I run at the same pace for every run, whether race or training:  As fast as I feel like I can go without dying.  Note that this is different from as fast as I could go.  Because I should be faster than I am.  But I let my brain -- and my lungs, and my legs -- pysch me out.  I am working on this.  Overall,  I aim for 12 minute miles.  I'd like to get this down closer to 10 minute miles for up to five mile distances.  For longer, particularly half marathon or marathon distance, a consistent 12 would be just fine with me.  For MCM, I have to get under 14 minute miles.


Plan your increases.  Here is Jack Daniels's rule for increasing mileage: Never add more than one mile per week for each running workout you do per week. So if you run four times a week, you can add up to four miles to your weekly training. But once you add miles, you must train at the new weekly total for three weeks before adding more mileage. Devote 10 to 12 weeks to building your base to reap maximum benefits.
This is the part that has been breaking my legs.  I had a tibial stress fracture in my right leg last year trying to do too many miles too quickly, and this year when I started to have that same feeling in my left leg I stopped running.  I think my left leg will be okay, but I also have a persistent, nagging ache in my right foot that's been around since the first of the year.  Interestingly, my foot doesn't really bug me when I'm running but I'm being careful with it nonetheless. 



Don't forget quality training entirely. When you're base training, the majority of your workouts should be made up of steady aerobic mileage. But to ensure that your body will be ready for the rigors of speedwork once spring has sprung, throw in a 20- to 25-minute tempo run once a week.
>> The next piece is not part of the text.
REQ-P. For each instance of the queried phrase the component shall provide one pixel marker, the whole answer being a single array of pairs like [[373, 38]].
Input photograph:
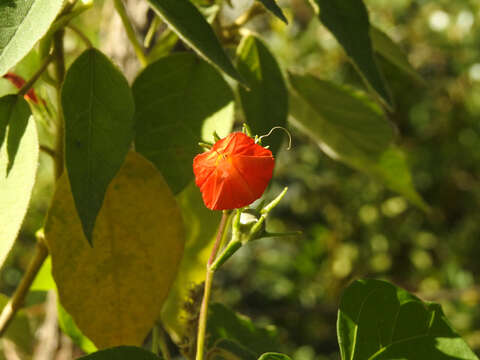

Also run six to eight 100-meter strides at the end of two other runs each week.

Tempo runs have zero application to me right now.  In fact, I'll confess:  What exactly is a tempo run?   Every time I think I figure it out, the knowledge leaks right back out again.  I also don't have any interest in speed work right now.  I'm a distance runner.  I am not a sprinter and I never will be. 


So, after all of that, how to start building a base?  Again, this is always the challenge to me.  Do you start with ten or fifteen miles a week right off the bat, like in most plans?  Most plans also have the caveat that you have base mileage.  But -- not to sound like a broken record -- how in the heck do you start?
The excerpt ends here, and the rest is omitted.